Theorem 6.11 If \(Z_{n}\) is a random vector which satisfies \(\mathbb{E}\left\|Z_{n}\right\|^{\delta}=O\left(a_{n}\right)\) for some sequence \(a_{n}\) and \(\delta>0\), then \(Z_{n}=O_{p}\left(a_{n}^{1 / \delta}\right)\). Similarly, \(\mathbb{E}\left\|Z_{n}\right\|^{\delta}=o\left(a_{n}\right)\) implies \(Z_{n}=o_{p}\left(a_{n}^{1 / \delta}\right)\).
There are many simple rules for manipulating \(o_{p}(1)\) and \(O_{p}(1)\) sequences which can be deduced from the continuous mapping theorem. For example,
\[ \begin{aligned} o_{p}(1)+o_{p}(1) &=o_{p}(1) \\ o_{p}(1)+O_{p}(1) &=O_{p}(1) \\ O_{p}(1)+O_{p}(1) &=O_{p}(1) \\ o_{p}(1) o_{p}(1) &=o_{p}(1) \\ o_{p}(1) O_{p}(1) &=o_{p}(1) \\ O_{p}(1) O_{p}(1) &=O_{p}(1) . \end{aligned} \]
6.8 Convergence of Moments
We give a sufficient condition for the existence of the mean of the asymptotic distribution, define uniform integrability, provide a primitive condition for uniform integrability, and show that uniform integrability is the key condition under which \(\mathbb{E}\left[Z_{n}\right]\) converges to \(\mathbb{E}[Z]\). Theorem 6.12 If \(Z_{n} \underset{d}{\longrightarrow} Z\) and \(\mathbb{E}\left\|Z_{n}\right\| \leq C\) then \(\mathbb{E}\|Z\| \leq C\).

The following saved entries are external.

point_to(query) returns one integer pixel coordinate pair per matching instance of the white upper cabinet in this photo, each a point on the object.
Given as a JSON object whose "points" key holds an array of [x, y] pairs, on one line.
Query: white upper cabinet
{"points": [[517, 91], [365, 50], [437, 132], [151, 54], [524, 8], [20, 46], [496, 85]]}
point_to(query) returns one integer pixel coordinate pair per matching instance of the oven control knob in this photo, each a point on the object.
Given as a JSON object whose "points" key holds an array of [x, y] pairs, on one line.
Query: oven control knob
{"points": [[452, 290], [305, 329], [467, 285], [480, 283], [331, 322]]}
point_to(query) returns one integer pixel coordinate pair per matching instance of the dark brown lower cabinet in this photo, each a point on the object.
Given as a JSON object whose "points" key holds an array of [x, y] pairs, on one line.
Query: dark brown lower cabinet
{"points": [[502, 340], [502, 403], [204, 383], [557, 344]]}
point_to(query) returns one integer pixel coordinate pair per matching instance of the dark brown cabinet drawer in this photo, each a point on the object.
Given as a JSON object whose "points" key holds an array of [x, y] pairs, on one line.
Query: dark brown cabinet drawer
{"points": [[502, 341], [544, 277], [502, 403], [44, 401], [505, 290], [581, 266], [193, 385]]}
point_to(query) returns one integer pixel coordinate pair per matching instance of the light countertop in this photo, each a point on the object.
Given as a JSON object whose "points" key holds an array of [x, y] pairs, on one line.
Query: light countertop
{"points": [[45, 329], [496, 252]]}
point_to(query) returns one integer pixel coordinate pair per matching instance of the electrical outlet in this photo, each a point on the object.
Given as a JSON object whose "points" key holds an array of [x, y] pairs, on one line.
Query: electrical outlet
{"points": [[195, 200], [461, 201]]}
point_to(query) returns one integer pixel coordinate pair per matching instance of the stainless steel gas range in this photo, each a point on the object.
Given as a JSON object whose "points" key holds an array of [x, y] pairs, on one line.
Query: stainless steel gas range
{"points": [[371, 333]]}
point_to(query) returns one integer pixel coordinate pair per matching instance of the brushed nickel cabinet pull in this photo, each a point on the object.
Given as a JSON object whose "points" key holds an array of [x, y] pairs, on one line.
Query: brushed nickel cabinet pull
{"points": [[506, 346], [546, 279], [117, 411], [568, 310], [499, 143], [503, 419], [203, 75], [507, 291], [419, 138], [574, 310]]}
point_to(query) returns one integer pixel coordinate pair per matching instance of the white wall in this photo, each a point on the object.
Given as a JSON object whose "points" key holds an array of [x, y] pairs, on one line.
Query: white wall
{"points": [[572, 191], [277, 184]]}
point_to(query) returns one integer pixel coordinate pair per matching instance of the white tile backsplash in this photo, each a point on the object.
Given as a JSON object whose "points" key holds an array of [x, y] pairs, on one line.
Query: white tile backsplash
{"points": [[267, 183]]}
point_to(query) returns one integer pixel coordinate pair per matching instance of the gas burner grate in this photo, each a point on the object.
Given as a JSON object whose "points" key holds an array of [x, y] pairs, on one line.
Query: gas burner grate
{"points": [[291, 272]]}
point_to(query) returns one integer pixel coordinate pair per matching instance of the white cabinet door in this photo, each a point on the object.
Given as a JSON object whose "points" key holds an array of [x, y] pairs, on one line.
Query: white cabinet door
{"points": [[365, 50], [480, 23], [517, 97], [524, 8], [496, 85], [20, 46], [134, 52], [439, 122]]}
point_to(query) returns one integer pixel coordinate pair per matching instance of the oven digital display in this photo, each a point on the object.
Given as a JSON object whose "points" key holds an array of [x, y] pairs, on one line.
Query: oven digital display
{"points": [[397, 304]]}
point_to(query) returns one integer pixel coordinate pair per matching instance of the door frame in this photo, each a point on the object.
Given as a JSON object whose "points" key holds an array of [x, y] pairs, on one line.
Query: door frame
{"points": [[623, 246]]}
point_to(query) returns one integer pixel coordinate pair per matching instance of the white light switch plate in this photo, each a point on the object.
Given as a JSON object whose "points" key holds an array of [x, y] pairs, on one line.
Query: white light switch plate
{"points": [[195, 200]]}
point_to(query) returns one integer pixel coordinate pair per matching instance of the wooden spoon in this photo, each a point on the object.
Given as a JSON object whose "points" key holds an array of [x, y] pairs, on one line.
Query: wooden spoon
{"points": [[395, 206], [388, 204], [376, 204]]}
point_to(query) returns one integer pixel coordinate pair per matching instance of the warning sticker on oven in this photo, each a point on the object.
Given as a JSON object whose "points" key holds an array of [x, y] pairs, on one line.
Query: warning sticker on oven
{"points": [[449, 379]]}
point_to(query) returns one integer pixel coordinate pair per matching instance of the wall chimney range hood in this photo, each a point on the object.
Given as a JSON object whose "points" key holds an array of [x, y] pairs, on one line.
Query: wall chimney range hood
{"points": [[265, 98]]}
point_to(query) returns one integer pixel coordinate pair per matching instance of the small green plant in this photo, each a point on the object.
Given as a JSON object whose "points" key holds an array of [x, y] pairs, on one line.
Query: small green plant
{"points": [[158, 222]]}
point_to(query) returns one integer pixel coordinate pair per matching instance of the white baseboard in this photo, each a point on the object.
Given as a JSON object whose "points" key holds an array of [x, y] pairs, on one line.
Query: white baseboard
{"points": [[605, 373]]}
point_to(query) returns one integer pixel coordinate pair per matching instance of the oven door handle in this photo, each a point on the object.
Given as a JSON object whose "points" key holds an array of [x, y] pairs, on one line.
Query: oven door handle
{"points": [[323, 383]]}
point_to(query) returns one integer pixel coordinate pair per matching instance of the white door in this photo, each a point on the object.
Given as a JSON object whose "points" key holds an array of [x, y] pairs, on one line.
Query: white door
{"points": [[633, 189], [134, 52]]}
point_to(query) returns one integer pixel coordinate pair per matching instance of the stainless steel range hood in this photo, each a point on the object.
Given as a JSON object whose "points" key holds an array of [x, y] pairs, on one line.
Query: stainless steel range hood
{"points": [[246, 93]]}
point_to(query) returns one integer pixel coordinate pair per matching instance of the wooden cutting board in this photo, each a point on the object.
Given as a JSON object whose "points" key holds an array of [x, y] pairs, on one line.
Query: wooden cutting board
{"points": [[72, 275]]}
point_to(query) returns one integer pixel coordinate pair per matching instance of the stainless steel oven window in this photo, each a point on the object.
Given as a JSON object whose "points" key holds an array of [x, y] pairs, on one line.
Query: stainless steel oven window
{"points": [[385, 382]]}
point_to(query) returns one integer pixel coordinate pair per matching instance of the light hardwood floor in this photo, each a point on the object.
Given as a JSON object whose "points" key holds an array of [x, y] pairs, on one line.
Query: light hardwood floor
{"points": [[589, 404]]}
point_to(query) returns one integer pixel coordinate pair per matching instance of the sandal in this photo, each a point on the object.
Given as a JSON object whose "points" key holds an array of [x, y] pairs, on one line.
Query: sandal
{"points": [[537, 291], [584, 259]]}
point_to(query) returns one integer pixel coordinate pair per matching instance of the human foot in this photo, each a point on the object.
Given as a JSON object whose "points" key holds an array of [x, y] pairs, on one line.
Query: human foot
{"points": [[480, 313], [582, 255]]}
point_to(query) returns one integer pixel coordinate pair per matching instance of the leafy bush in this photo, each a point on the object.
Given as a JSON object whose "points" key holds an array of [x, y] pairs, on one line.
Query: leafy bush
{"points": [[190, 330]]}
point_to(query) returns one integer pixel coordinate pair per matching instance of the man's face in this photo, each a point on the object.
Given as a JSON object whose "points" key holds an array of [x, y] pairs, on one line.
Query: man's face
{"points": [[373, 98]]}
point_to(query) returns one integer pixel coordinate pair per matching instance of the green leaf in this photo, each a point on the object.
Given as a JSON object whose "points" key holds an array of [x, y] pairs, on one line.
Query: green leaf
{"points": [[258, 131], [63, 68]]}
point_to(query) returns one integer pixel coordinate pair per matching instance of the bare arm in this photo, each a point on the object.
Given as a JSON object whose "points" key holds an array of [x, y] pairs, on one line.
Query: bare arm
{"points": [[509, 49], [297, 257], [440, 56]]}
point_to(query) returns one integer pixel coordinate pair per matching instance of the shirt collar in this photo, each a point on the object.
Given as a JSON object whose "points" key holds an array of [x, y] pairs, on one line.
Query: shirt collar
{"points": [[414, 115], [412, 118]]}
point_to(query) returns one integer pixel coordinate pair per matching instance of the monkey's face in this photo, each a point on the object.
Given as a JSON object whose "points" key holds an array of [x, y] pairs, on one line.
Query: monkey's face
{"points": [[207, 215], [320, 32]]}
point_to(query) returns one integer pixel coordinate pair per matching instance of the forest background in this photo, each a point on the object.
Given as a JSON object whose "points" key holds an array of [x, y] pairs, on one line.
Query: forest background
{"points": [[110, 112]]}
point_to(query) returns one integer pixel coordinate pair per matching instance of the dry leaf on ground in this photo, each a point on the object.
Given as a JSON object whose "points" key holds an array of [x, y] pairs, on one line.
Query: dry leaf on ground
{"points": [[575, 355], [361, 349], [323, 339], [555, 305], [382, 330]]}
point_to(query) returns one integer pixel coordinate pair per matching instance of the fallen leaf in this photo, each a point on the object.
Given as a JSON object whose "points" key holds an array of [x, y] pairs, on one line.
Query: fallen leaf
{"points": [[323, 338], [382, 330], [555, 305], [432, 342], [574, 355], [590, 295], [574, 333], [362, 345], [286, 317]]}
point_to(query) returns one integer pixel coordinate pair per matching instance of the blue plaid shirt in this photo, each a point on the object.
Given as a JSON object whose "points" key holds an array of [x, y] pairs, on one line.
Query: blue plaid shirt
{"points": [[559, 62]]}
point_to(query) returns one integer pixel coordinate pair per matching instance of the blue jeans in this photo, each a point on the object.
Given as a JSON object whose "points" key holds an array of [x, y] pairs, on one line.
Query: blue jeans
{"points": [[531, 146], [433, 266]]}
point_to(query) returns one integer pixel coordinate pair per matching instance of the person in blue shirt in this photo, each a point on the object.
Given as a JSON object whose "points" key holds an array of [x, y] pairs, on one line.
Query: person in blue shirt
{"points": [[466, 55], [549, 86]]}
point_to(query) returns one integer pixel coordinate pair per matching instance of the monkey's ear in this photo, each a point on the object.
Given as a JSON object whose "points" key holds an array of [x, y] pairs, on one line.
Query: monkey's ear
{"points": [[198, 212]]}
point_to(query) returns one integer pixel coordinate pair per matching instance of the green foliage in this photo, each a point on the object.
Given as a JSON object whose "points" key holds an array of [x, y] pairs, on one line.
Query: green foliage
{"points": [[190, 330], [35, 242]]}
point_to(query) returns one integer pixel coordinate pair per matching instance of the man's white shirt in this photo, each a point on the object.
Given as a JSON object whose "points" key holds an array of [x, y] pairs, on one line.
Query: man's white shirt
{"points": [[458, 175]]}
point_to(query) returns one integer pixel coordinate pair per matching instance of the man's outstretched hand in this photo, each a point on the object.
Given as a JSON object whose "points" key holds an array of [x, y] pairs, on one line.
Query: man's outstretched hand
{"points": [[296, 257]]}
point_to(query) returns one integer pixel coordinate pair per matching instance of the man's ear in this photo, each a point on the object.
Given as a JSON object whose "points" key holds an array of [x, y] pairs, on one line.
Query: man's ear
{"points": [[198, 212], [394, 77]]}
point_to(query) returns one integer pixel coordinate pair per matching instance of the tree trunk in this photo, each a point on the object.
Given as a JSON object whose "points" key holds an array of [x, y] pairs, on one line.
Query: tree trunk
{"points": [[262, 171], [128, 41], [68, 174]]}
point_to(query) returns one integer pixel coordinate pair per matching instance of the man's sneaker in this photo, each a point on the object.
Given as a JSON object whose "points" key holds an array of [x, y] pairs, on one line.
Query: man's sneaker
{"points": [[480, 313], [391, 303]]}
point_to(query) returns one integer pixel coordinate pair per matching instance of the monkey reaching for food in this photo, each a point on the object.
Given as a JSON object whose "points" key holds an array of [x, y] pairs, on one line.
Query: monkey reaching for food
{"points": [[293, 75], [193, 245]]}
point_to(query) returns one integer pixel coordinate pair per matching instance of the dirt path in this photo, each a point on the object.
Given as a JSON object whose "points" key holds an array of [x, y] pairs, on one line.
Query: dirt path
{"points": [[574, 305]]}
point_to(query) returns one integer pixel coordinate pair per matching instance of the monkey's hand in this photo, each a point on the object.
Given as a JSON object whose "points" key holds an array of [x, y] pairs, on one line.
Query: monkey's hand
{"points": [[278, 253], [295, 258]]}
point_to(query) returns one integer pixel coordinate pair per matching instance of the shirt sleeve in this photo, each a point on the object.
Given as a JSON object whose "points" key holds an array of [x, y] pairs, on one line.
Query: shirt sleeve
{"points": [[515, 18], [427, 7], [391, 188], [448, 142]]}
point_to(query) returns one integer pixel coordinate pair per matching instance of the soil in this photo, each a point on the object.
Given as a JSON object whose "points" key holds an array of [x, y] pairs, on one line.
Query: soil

Definition 6.4 The random vector \(Z_{n}\) is uniformly integrable as \(n \rightarrow \infty\) if
\[ \lim _{M \rightarrow \infty} \limsup _{n \rightarrow \infty} \mathbb{E}\left[\left\|Z_{n}\right\| \mathbb{1}\left\{\left\|Z_{n}\right\|>M\right\}\right]=0 \]
Theorem 6.13 If for some \(\delta>0\), \(\mathbb{E}\left\|Z_{n}\right\|^{1+\delta} \leq C<\infty\), then \(Z_{n}\) is uniformly integrable.
Theorem 6.14 If \(Z_{n} \underset{d}{\longrightarrow} Z\) and \(Z_{n}\) is uniformly integrable then \(\mathbb{E}\left[Z_{n}\right] \longrightarrow \mathbb{E}[Z]\).
The following is a uniform stochastic bound.
Theorem 6.15 If \(\left|Y_{i}\right|^{r}\) is uniformly integrable, then as \(n \rightarrow \infty\)
\[ n^{-1 / r} \max _{1 \leq i \leq n}\left|Y_{i}\right| \underset{p}{\longrightarrow} 0 \]
Equation (6.6) implies that if \(Y\) has \(r\) finite moments then the largest observation will diverge at a rate slower than \(n^{1 / r}\). The higher the moments, the slower the rate of divergence.